BEIJING - For a second day, the Olympic host city reported Grade I -- or excellent -- air quality on Saturday, the eighth day of the Olympics. In most of the day, the city basked in sunshine.
Blue sky is seen above the urban areas of Beijing, August 16, 2008. [Xinhua]
Figures released by the China Environmental Monitoring Center (CEMC) revealed that Beijing's Air Pollution Index (API) showed a reading of 23 on Saturday, which fell into Grade I, whose API reading ranges between 1 and 50. On Friday, CEMC's figures showed an API reading of 17.
China uses the API system to report the country's air quality. An API reading between 51 and 100, or Grade II, means the air quality is fairly good. An API reading between 101 and 150, or Grade III, entails the air quality is slightly polluted.
Also on Saturday, deputy director of the Beijing Municipal Bureau of Environmental Protection Du Shaozhong said the city reported seven days with Grade I air quality in the first half month in August, which was the highest since 1998.
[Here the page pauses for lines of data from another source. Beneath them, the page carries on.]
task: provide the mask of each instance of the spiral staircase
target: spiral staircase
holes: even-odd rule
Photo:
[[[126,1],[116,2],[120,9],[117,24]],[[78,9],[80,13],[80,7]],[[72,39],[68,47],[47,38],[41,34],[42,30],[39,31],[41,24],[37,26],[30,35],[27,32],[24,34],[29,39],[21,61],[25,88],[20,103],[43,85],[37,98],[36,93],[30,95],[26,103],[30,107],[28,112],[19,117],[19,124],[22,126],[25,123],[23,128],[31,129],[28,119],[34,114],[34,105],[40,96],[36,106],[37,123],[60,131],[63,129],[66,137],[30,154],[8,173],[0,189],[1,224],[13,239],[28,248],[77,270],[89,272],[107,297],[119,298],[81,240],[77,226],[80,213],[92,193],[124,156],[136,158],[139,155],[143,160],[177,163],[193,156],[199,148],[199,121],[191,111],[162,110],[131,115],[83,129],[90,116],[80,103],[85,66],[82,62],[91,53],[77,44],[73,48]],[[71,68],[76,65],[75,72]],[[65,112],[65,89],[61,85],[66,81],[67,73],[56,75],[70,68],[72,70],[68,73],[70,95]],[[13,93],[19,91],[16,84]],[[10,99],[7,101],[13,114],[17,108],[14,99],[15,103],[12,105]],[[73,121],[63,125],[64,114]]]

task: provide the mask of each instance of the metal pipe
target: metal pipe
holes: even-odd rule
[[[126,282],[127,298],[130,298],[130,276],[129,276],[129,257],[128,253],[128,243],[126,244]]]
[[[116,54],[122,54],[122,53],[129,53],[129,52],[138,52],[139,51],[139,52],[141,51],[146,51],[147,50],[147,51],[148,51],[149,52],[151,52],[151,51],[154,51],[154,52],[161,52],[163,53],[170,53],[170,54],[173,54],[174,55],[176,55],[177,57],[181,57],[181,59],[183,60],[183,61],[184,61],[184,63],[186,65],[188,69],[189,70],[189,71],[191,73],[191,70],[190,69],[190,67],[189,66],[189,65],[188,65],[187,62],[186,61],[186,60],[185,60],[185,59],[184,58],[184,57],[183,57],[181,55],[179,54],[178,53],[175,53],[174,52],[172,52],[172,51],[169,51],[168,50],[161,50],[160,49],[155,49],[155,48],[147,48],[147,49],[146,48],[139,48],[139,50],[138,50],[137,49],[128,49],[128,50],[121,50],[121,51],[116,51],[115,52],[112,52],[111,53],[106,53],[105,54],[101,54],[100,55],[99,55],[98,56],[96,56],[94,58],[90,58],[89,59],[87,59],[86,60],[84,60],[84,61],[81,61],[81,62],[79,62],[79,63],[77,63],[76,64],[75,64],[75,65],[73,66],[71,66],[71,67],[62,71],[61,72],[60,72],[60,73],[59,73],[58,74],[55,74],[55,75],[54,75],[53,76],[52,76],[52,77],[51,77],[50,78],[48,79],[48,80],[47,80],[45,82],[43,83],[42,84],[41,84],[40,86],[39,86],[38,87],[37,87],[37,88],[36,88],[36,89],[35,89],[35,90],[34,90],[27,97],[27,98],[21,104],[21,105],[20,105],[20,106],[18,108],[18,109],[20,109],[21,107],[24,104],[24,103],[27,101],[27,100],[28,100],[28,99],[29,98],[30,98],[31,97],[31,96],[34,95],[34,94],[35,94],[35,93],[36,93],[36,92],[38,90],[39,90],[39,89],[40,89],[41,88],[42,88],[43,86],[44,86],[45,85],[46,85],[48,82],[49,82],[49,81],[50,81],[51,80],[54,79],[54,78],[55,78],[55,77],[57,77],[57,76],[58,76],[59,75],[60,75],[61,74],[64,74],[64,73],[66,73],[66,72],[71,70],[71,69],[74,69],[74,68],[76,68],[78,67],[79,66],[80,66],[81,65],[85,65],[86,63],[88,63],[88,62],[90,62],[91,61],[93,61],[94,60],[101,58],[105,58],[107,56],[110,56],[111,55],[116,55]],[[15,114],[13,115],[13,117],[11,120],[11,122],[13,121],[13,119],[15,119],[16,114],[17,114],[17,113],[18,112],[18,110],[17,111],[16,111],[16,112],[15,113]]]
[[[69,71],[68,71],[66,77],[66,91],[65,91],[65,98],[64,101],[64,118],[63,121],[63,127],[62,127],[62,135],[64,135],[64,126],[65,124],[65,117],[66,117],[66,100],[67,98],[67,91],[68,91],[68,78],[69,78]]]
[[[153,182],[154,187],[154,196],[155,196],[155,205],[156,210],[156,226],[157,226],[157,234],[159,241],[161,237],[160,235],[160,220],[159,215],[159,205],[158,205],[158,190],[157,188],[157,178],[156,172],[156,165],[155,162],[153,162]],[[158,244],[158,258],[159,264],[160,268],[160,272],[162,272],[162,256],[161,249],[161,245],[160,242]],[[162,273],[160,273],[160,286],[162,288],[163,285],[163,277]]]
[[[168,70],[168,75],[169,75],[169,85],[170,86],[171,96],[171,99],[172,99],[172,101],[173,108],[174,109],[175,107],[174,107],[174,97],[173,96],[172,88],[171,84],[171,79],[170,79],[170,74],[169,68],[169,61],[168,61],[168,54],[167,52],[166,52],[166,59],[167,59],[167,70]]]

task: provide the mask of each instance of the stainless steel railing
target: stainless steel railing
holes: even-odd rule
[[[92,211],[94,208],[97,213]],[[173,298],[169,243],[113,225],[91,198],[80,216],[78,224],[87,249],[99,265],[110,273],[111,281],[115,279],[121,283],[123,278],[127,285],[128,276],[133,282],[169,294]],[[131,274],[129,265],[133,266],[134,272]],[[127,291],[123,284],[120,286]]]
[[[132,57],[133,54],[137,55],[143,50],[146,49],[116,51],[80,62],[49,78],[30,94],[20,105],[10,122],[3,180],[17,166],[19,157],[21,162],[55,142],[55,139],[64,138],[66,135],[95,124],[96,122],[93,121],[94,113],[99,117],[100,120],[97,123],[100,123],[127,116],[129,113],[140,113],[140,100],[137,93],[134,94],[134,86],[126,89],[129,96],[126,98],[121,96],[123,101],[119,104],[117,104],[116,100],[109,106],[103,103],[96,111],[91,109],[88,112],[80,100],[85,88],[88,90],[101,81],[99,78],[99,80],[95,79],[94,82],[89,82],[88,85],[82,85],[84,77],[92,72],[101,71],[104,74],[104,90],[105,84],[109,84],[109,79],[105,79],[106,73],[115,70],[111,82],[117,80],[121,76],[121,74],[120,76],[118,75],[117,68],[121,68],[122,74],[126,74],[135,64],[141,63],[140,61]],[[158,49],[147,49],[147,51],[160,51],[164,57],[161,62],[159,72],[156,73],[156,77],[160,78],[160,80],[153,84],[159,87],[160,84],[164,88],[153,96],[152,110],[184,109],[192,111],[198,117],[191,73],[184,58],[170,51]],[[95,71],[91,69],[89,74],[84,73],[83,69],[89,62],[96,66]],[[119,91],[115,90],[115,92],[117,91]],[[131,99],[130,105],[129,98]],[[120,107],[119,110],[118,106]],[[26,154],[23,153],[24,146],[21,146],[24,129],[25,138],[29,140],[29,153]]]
In the other eight days, Beijing's air quality was in Grade II, which was within the standards to host the Olympics.
"Beijing often reports more days with Grade I air quality during the autumn and winter in comparison with the summer. But this August, the number of days with excellent air quality is unusually high," he said.
Since 1998, the highest monthly number of days with excellent air quality in the summer was five, in July of 2006, he said. Last August only two days reported excellent air quality.
Du forecast that Beijing's air quality would be excellent or fairly good during the Olympics and Paralympics. "Should weather conditions be favorable, Beijing's air quality would be excellent. Should weather be unfavorable, the air quality would be in Grade II," he said.